West Nile virus (WNV) is a member of the Flaviviridae family and is transmitted to humans by mosquito bites. So far, no vaccine or treatment is available and the only prophylactic strategies consist of preventing mosquito bites by using insect repellents or wearing protective clothing. The outcome of the infection is variable: while most people do not manifest any symptoms, about 1 in 5 develop a fever and of these, 1% has a severe, sometimes fatal, neurologic illness characterized by encephalitis, meningitis and acute flaccid paralysis.
Limited knowledge is available on the immune response to WNV in humans due to the high prevalence of non-symptomatic cases. Although several studies have been performed on inbred B6 mice, the infection in this model is less informative because it lacks the genetic diversity observed in humans.

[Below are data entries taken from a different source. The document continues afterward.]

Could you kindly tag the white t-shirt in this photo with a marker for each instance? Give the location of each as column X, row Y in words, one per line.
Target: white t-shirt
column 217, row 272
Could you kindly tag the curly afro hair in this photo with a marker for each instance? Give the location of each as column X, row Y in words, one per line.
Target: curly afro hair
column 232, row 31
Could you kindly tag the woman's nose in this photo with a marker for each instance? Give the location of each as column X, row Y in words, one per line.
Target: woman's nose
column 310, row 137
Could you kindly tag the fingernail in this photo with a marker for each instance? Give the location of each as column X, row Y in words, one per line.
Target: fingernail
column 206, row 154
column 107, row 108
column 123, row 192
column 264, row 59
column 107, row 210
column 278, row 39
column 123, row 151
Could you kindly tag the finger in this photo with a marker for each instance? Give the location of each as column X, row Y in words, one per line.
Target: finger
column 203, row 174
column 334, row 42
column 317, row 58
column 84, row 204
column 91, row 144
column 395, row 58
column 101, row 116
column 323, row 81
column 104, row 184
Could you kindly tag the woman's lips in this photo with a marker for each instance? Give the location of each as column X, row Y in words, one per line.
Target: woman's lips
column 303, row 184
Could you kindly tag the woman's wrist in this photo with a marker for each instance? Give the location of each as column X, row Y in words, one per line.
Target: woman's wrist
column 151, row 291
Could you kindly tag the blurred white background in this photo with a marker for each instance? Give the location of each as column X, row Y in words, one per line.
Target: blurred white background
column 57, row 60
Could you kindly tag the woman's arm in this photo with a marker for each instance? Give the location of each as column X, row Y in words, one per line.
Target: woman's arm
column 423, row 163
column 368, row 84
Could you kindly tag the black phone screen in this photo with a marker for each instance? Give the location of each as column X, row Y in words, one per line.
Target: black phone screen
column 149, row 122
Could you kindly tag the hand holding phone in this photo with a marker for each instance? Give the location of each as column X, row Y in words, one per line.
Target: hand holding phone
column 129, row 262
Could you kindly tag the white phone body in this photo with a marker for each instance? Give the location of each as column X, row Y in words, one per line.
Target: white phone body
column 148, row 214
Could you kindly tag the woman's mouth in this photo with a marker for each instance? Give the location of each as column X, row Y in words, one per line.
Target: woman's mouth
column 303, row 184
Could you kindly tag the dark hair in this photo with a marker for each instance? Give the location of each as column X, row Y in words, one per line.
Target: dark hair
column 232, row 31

A collaborative effort between Fred Hutch, University of Washington, University of North Carolina at Chapel Hill and Emory University led to the generation of a new model to study the immune response to WNV infection, the Collaborative Cross (CC) mouse. The CC model was obtained by crossing eight different mouse strains, including 5 classical inbred strains and 3 wild type derived strains. Recombinant inbred strains were generated by three generation of funnel breeding followed by at least 20 generation of inbred mating to develop each line.

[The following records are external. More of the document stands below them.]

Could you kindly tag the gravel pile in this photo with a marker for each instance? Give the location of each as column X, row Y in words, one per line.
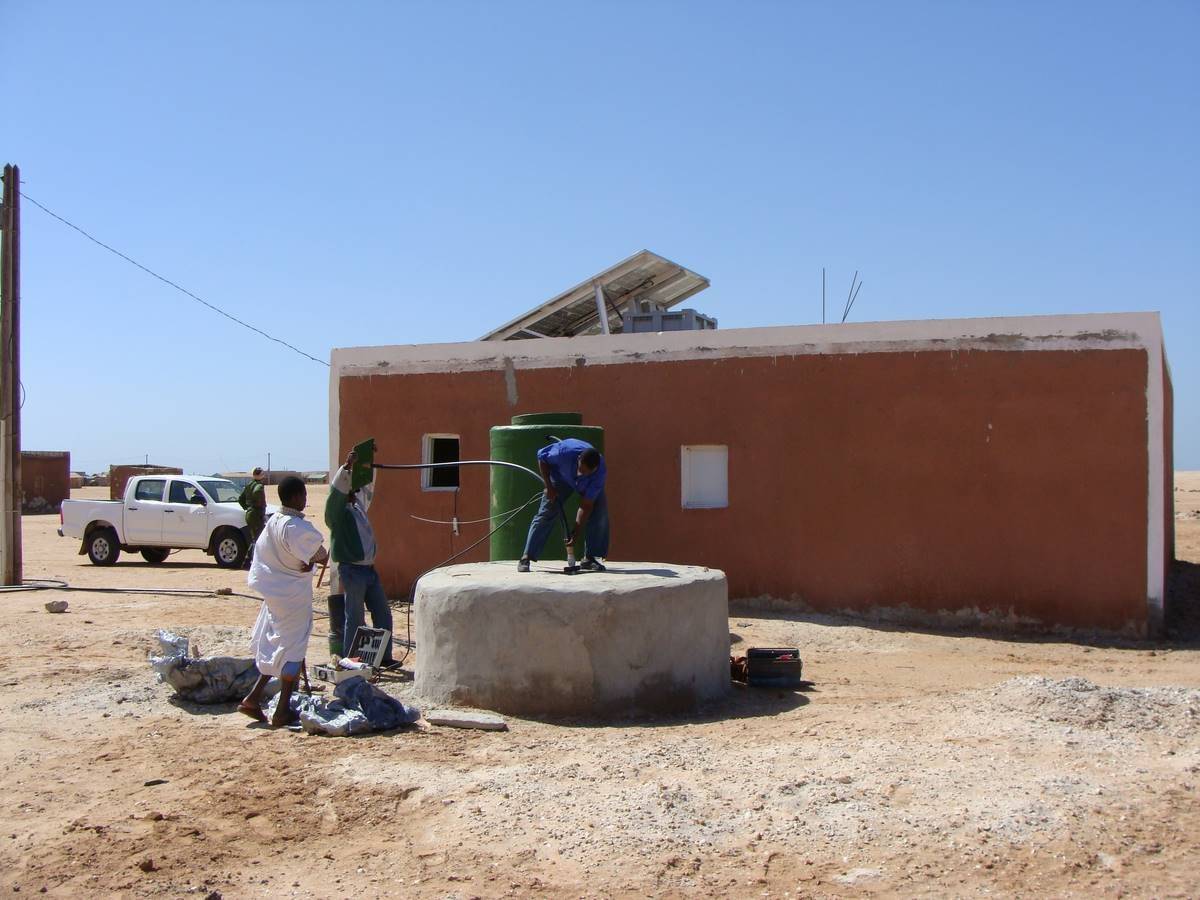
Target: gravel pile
column 1081, row 703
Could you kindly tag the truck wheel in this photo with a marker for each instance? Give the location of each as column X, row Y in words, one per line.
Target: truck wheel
column 103, row 547
column 229, row 549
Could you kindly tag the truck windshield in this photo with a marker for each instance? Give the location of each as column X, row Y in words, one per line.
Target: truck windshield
column 220, row 491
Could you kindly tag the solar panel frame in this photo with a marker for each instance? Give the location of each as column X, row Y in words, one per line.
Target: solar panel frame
column 642, row 276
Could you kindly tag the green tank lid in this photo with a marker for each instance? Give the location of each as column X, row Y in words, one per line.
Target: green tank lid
column 549, row 419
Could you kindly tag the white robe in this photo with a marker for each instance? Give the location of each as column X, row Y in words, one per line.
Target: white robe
column 283, row 549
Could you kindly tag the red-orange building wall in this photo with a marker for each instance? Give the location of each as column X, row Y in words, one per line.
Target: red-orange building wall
column 1011, row 483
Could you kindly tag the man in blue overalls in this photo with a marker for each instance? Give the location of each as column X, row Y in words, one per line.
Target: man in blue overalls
column 567, row 467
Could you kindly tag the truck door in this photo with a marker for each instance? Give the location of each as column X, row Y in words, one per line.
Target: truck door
column 185, row 522
column 144, row 511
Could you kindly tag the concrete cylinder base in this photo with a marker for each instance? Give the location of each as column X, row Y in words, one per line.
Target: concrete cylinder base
column 640, row 639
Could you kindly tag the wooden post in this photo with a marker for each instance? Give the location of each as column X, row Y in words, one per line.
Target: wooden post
column 11, row 569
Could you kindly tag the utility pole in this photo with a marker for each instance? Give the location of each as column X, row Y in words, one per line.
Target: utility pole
column 11, row 569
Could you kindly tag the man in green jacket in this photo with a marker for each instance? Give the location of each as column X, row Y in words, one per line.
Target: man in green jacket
column 253, row 501
column 353, row 547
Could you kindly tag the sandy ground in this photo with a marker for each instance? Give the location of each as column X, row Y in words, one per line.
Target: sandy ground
column 918, row 763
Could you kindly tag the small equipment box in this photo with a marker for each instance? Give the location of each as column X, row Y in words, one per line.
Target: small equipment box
column 365, row 657
column 774, row 667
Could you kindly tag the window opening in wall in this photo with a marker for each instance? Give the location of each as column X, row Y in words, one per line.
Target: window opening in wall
column 441, row 448
column 705, row 471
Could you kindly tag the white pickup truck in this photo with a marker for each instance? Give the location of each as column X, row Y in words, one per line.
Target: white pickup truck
column 161, row 514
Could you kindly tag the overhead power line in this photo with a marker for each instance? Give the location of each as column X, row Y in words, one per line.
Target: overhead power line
column 168, row 281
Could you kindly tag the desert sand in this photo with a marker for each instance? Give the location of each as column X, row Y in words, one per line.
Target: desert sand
column 919, row 762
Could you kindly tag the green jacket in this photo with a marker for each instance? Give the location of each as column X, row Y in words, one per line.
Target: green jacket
column 253, row 499
column 351, row 537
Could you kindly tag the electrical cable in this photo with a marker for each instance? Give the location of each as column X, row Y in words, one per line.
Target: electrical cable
column 168, row 281
column 412, row 592
column 58, row 585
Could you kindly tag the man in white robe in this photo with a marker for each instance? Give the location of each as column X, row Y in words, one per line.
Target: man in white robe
column 285, row 555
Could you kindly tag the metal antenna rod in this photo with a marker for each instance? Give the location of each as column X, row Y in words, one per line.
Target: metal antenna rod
column 852, row 300
column 850, row 295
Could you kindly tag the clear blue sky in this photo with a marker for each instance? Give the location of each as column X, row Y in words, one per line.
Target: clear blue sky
column 347, row 174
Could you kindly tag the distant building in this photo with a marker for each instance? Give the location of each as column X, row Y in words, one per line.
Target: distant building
column 45, row 480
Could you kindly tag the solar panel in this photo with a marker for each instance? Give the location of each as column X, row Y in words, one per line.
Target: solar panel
column 645, row 277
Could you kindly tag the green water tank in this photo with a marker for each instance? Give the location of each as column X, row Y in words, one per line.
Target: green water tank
column 520, row 443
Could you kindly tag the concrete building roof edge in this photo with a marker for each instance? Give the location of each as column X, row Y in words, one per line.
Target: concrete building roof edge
column 1121, row 330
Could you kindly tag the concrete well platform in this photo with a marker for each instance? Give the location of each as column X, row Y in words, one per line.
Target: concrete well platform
column 640, row 639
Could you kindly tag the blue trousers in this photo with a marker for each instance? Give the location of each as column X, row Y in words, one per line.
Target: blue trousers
column 549, row 515
column 361, row 587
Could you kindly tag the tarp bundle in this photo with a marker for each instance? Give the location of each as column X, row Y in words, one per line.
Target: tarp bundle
column 209, row 679
column 357, row 707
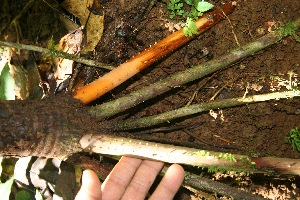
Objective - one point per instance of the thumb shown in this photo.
(90, 188)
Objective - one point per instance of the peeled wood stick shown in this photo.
(201, 107)
(111, 108)
(139, 62)
(120, 146)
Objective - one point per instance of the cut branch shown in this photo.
(201, 107)
(144, 59)
(121, 104)
(114, 145)
(59, 54)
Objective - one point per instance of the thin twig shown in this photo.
(201, 107)
(150, 55)
(59, 54)
(121, 104)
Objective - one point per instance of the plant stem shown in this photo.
(144, 59)
(60, 54)
(114, 145)
(201, 107)
(121, 104)
(206, 184)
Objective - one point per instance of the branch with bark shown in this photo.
(111, 108)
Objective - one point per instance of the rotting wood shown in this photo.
(121, 104)
(144, 59)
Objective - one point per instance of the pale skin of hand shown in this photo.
(131, 178)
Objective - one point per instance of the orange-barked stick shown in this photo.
(139, 62)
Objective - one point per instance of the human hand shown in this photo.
(131, 178)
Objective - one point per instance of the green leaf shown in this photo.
(7, 84)
(38, 195)
(5, 188)
(190, 27)
(203, 6)
(23, 195)
(189, 2)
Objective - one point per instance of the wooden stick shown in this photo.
(136, 97)
(120, 146)
(139, 62)
(201, 107)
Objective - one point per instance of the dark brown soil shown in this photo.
(261, 127)
(130, 27)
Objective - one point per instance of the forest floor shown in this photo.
(260, 128)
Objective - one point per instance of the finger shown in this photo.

Researchers Jessica Graham and Jessica Swarts from Jennifer Lund's Laboratory (Vaccine and Infectious Disease Division), together with their collaborators, investigated the effects of WNV infection on different CC strains and reported their results last month on the journal mBio.

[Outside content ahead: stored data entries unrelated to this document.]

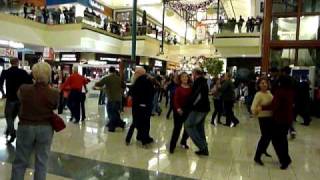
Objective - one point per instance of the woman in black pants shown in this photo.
(182, 92)
(218, 104)
(262, 98)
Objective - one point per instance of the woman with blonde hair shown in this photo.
(35, 132)
(263, 98)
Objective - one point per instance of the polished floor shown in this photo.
(89, 151)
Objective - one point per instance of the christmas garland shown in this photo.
(190, 7)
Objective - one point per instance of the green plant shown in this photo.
(213, 66)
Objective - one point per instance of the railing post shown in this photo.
(134, 31)
(162, 34)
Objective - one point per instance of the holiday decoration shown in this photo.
(191, 5)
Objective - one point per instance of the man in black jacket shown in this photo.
(14, 78)
(142, 94)
(198, 107)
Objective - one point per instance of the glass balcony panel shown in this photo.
(283, 6)
(309, 28)
(282, 57)
(311, 6)
(284, 28)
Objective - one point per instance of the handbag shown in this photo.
(56, 121)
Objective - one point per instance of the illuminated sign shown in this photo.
(69, 57)
(96, 5)
(8, 52)
(109, 59)
(158, 63)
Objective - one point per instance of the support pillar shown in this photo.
(134, 31)
(266, 35)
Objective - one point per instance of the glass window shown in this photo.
(311, 6)
(309, 28)
(282, 57)
(284, 28)
(309, 57)
(279, 6)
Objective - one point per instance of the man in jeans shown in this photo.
(113, 89)
(199, 107)
(14, 78)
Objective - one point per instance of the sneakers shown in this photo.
(202, 153)
(12, 137)
(184, 146)
(285, 165)
(258, 161)
(293, 134)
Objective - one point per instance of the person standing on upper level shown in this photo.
(14, 78)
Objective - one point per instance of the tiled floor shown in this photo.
(103, 155)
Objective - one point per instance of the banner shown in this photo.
(201, 31)
(8, 52)
(48, 54)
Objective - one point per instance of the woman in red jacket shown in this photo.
(180, 97)
(282, 108)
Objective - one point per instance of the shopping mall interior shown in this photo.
(245, 39)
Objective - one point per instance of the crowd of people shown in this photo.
(49, 16)
(251, 24)
(276, 101)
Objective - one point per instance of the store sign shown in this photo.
(108, 59)
(69, 57)
(8, 52)
(48, 53)
(158, 63)
(96, 5)
(201, 31)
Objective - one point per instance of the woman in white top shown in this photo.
(262, 98)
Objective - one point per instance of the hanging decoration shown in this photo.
(188, 5)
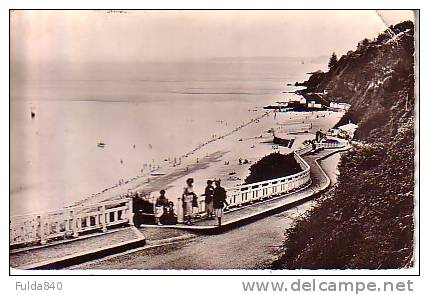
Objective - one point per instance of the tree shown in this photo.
(332, 61)
(363, 44)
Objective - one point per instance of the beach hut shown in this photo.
(348, 130)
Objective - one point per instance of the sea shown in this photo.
(144, 114)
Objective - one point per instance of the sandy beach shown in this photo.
(219, 157)
(148, 124)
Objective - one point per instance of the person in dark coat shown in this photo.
(219, 200)
(209, 192)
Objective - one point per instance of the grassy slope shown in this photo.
(366, 221)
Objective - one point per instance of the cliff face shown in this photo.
(366, 221)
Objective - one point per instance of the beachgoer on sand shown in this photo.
(219, 200)
(187, 197)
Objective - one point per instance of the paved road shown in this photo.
(251, 246)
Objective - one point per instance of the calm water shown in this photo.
(144, 114)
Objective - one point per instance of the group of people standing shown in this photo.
(215, 201)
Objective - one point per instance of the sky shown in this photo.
(50, 37)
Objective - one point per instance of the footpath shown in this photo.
(98, 245)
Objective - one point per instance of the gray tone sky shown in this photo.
(79, 37)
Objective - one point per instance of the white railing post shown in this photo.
(42, 224)
(74, 225)
(103, 218)
(130, 214)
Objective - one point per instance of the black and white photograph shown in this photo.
(213, 140)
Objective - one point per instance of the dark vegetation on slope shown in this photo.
(366, 220)
(274, 165)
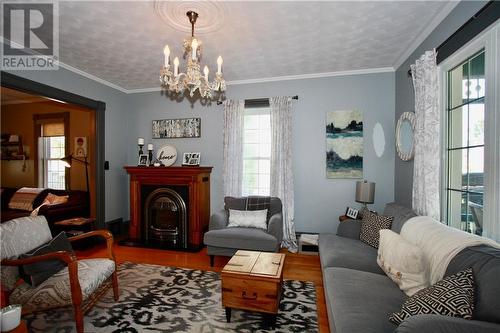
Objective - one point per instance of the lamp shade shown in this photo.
(365, 191)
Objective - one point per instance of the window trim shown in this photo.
(40, 118)
(489, 40)
(253, 110)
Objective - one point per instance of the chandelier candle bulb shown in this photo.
(194, 47)
(219, 65)
(193, 79)
(166, 52)
(205, 71)
(176, 66)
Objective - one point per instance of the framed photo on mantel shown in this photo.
(191, 159)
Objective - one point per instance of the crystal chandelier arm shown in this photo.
(192, 79)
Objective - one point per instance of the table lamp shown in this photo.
(365, 192)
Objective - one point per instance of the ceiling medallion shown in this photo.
(173, 13)
(192, 80)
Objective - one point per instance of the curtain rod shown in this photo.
(491, 16)
(259, 100)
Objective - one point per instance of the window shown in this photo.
(256, 151)
(465, 144)
(51, 148)
(471, 128)
(55, 171)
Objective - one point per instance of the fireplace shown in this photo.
(169, 206)
(165, 218)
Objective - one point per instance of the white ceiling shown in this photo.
(122, 42)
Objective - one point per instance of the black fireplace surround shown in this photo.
(165, 216)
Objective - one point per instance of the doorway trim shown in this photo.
(19, 83)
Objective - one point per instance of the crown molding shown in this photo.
(428, 29)
(314, 75)
(92, 77)
(287, 78)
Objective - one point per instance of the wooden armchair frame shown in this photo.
(72, 262)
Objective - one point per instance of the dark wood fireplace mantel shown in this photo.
(197, 179)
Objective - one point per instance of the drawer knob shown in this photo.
(244, 295)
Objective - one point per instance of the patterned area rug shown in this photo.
(165, 299)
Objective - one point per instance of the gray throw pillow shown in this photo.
(38, 272)
(452, 296)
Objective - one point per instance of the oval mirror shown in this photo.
(378, 140)
(404, 136)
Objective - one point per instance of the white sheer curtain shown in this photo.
(426, 167)
(281, 165)
(232, 171)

Their results showed that the model was closer to ideal based on its ability to recapitulate the variability of the human disease outcome. First, three different disease phenotypes were observed: asymptomatic, symptomatic and asymptomatic with central nervous system (CNS) involvement. Asymptomatic mice did not show clinical signs, the ones with CNS involvement had inflammatory infiltrates in the brain, and symptomatic mice showed severe clinical scores and weight loss starting at day 7 after infection. Early innate immune responses, estimated by the expression of interferon beta and IFIT1, a molecule modulated by type I interferons, were associated with a better outcome. In fact, while in asymptomatic mice the two genes were up-regulated at early time points and then decreased, in symptomatic mice they remained elevated at later time points as a possible consequence of the lack of viral control. A more complex situation was observed in the adaptive immune responses. While WNV-specific IgM and T cells increased at early time points to then decrease after the infection was cleared from the periphery in asymptomatic mice, the symptomatic strains showed diverse responses.
Finally, the researchers addressed the genetic variability of the CC mice by evaluating the relationship between two different allele classes and disease outcome for the gene Oas1b, encoding a protein with known antiviral function. The researchers showed that strains homozygous for the classical inbred allele had an enhanced propensity for a symptomatic disease outcome, while the wild-type allele was correlated with a symptomatic disease outcome.
"The CC model allows us to link rare outcomes with host genotype to identify genes of susceptibility and protection from WNV infection and disease," explains Dr. Graham. "This can assist us in identifying unique correlates of protection from neuroinvasive viral infections to inform therapeutic and vaccine strategies for controlling WNV infection in humans." In sum, the new CC mouse model better recapitulate the variety of WNV infection outcomes observed in humans: do we have a new, better model for infectious disease research?
Graham JB, Thomas S, Swarts J, McMillan AA, Ferris MT, Suthar MS, Treuting PM, Ireton R, Gale MJ, Lund JM. 2015. Genetic diversity in the collaborative cross model recapitulates human west nile virus disease outcomes. MBio 6(3):e00493-15.